Le règlement (CE) n° 1223/2009 du Parlement Européen et du Conseil du 30 novembre 2009 relatif aux produits cosmétiques (mis en application depuis le 11 juillet 2013) a remplacé la directive 76/768/CEE du Conseil du 27 juillet 1976 concernant le rapprochement des législations des États membres relatives aux produits cosmétiques. Ce règlement s’applique à tous les produits mis sur le marché européen et implique leur conformité à sa régulation.

Il y a plusieurs étapes pour mettre un produit cosmétique sur le marché européen en toute légalité.

Tout d’abord, il faut rassembler des documents nécessaires à la future mise en conformité (formule qualitative et quantitative, méthode de fabrication, déclaration de tests sur les animaux, documents sur les matières premières…).
Ensuite, il faut vérifier la conformité de la formule d’un point de vue réglementaire.

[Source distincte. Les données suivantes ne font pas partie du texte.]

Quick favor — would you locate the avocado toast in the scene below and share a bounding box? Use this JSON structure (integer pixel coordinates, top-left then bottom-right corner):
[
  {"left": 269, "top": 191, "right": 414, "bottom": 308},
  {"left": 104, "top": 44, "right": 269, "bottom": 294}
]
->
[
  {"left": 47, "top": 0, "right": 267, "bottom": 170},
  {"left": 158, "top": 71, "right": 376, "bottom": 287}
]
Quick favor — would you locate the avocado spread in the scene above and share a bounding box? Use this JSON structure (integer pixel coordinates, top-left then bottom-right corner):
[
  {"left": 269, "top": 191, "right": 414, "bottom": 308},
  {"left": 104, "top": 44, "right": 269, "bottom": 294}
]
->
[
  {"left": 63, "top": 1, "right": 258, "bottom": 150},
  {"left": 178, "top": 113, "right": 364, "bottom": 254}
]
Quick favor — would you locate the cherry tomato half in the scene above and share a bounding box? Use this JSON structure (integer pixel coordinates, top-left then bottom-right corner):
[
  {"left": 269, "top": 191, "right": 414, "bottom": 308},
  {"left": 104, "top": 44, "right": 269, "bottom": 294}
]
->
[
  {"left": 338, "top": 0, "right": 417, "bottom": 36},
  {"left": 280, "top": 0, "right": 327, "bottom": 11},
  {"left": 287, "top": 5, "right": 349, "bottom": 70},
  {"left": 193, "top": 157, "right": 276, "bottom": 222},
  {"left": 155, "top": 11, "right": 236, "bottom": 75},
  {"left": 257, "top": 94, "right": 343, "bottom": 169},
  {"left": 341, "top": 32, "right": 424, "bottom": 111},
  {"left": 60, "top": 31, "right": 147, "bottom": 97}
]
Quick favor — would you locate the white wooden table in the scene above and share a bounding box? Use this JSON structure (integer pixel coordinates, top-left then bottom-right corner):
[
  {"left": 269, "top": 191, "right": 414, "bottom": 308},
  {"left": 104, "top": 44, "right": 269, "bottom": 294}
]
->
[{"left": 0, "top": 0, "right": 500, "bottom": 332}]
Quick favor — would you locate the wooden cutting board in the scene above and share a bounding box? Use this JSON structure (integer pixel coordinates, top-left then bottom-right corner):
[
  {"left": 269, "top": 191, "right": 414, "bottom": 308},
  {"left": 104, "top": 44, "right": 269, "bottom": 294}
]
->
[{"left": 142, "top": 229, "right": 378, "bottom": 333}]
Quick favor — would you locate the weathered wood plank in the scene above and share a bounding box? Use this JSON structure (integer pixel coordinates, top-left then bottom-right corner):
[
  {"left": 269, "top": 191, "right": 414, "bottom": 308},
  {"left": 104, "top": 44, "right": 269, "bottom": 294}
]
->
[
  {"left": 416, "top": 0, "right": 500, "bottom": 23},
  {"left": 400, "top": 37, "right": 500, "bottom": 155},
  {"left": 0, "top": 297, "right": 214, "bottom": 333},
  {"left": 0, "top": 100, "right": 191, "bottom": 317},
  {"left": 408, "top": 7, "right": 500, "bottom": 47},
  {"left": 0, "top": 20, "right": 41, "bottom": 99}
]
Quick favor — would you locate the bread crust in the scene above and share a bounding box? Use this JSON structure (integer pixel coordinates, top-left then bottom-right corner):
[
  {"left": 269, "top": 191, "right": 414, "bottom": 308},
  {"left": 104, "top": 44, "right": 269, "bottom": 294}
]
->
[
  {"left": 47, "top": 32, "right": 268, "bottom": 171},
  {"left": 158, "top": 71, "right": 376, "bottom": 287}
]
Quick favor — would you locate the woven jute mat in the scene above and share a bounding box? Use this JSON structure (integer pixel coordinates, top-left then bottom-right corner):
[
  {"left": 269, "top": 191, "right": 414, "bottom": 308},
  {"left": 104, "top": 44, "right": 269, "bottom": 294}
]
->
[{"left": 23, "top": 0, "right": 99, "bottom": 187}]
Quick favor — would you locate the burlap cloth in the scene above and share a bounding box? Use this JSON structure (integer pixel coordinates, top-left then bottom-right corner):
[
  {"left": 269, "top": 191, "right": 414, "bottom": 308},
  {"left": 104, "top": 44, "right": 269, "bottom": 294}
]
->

Cela permet par exemple de déterminer si le produit est importable ou non.
La troisième étape est la rédaction du Dossier d’Information sur le Produit cosmétique (DIP). C’est un dossier réglementaire indispensable à la mise en marché qui comprend une évaluation de sécurité devant être menée par un toxicologue assermenté. L’article 11 prévoit justement la liaison de ce dossier entre la personne responsable et l’autorité de contrôle.
Puis, il faut enregistrer sur le « Cosmetic Products Notification Portal » (CPNP) diverses informations sur le produit cosmétique.
Enfin, il faut une personne responsable pour mettre un produit cosmétique sur le marché européen. Cette notion est l’élément primordial de cette newsletter.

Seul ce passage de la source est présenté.